To illustrate the use of myplot, we plot the logistic curve on the range \([0,10]\) by passing the keyword arguments \(r=1.5,C=75\) :

# Define logistic function
def myf(x,r,C,x0=0):
  return C/(1+np.exp(-r*(x-x0)))

# Plot for given parameters
myplot(myf,[0,10],r=1.5,C=75)
plt.show()
../_images/background_22_0.png

Exercise 4.4

Which of the following expressions generates an error, and why?

myplot(xRange=[0,10],f=myf,r=1.5,C=75)
myplot([0,10],r=1.5,C=75,f=myf)
myplot(xRange=[0,10],r=1.5,C=75,n=100,f=myf)

4.2. First order system#

We can extend the explicit Euler method to solve an initial value problem involving a first order system of the following form:

(4.5)#\[\begin{equation} \frac{\mathrm{d}\underline{x}}{\mathrm{d}t}=\underline{F}(t,\underline{x}), \qquad \underline{x}(t_0)=\underline{x}_0. \end{equation}\]

4.2.1. Example#

The classic Lotka-Volterra predator prey model is given by the following pair of coupled ODEs, in which \(x\) represents the prey population and \(y\) represents the predator population. The parameters \(a,b,p,q\) are assumed to be constant:

(4.6)#\[\begin{align} \dot{x} &= a x - p xy, \qquad & x(0)=x_0,\\ \dot{y} &= -b y + q xy, \qquad & y(0)=y_0. \end{align}\]

Here, \(\underline{x}=(x,y)\), \(\underline{x}_0=(x_0,y_0)\) and \(\underline{F}(t,\underline{x}) = (ax-pxy,-by+qxy)\).

4.2.2. Explicit Euler method#

Application of the explicit Euler method to solve the array problem is straightforward. The state of the dependent variable at each gridpoint fully determines the state at the next step, as defined by the function \(\underline{F}(t_k,\underline{x}_k)\). We just need to store the state of all dependent variables in the solution grid, as illustrated below for the case of two dependent variables:

forward stepping

Only a minor modification of the previously defined eulerf is required.

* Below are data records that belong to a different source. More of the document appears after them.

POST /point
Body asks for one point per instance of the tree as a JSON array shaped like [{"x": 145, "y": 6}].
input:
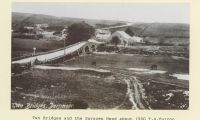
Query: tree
[
  {"x": 79, "y": 32},
  {"x": 115, "y": 40},
  {"x": 130, "y": 32}
]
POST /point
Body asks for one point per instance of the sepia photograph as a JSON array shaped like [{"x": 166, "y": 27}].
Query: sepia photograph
[{"x": 112, "y": 56}]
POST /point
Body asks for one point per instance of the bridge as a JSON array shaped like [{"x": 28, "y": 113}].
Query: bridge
[
  {"x": 75, "y": 49},
  {"x": 50, "y": 56}
]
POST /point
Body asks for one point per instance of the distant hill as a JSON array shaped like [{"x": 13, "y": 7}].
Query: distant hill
[
  {"x": 161, "y": 29},
  {"x": 22, "y": 19}
]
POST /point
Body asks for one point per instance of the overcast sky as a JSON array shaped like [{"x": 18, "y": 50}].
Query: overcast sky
[{"x": 132, "y": 12}]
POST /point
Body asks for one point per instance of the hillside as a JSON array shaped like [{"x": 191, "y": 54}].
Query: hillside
[
  {"x": 22, "y": 19},
  {"x": 161, "y": 29}
]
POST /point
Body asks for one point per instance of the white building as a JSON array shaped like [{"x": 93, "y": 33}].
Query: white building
[
  {"x": 41, "y": 25},
  {"x": 126, "y": 39},
  {"x": 102, "y": 35}
]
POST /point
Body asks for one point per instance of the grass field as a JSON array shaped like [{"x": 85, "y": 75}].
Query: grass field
[
  {"x": 23, "y": 47},
  {"x": 65, "y": 89}
]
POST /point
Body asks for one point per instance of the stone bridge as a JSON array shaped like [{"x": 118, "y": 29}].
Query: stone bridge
[{"x": 83, "y": 48}]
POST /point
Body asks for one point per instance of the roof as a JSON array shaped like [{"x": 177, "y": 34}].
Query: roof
[{"x": 124, "y": 34}]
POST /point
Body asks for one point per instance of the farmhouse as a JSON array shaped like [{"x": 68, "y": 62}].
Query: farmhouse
[
  {"x": 102, "y": 35},
  {"x": 126, "y": 39}
]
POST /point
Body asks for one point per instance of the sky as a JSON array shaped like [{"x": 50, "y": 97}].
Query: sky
[{"x": 132, "y": 12}]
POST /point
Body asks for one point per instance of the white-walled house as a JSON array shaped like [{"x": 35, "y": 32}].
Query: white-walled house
[
  {"x": 126, "y": 39},
  {"x": 102, "y": 35}
]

The modified code below can be used to solve an IVP involving an arbitrary number of dependent variables:

def eulerf(F,X0,tRange,h=1e-3,**kwargs):
  tmin,tmax=tRange
  stop=tmax+2*h    
  t = np.arange(tmin,stop,h)    #stop value is not included

  X0 = np.array([X0]).flatten() #make x0 a 1D array
  n=len(t); m=len(X0)           #get number of values
  X=np.empty([n,m]); X[0]=X0    #form output array

  for k in range(n-1):
    t1,X1=t[k],X[k]             #labels introduced for convenience
    X2=X1+h*F(t1,X1,**kwargs)   #Euler forward difference 
    X[k+1]=X2
  
  return t,X

The definition for \(\underline{F}(t,\underline{x})\) must return a numpy array as output. The code below provides an example of how this may be implemented for the Lotka-Volterra system with chosen paramters:

def dXdt(t,X,a,b,p,q):
  x,y = X
  dxdt= a*x - p*x*y 
  dydt=-b*y + q*x*y
  return np.array([dxdt,dydt])

X0=[20,20]; tRange=[0,20]     # initial conditions
params = {"a": 1., "b": 1., "p": .01, "q": .02}

t,X=eulerf(dXdt,X0,tRange,**params)
plt.plot(t,X[:,0],label='prey')
plt.plot(t,X[:,1],label='predators')
plt.xlim(tRange); plt.xlabel('t')
plt.legend()
plt.show()
../_images/background_26_0.png

4.3. Chapter exercise#

Question 1
Apply the explicit Euler method to numerically solve the following non-autonomous IVP and plot your solution \(x(t)\) :

\[\begin{equation*} \frac{\mathrm{d}x}{\mathrm{d}t}+x = e^{-(t-2)}, \qquad x(0)=1. \end{equation*}\]

Question 2
Apply the explicit Euler method to numerically solve the following coupled ODE system for the case when \(p=28\), \(s=10\), \(b=2.667\) and use the code given below to make a parameteric plot of your solution

(4.7)#\[\begin{align} \dot{x} & = s(y-x)\\ \dot{y} & = x(p-z)-y\\ \dot{z} & = xy-bz \end{align}\]
ax = plt.figure().add_subplot(projection='3d')
ax.plot(x, y, z)

Question 3
Rewrite the following initial value problem as a first order system and use the explicit Euler method to obtain its numeric solution:

(4.8)#\[\ddot{x}+2\dot{x}+10x=0, \qquad x(0)=1, \quad \dot{x}(0)=-1.\]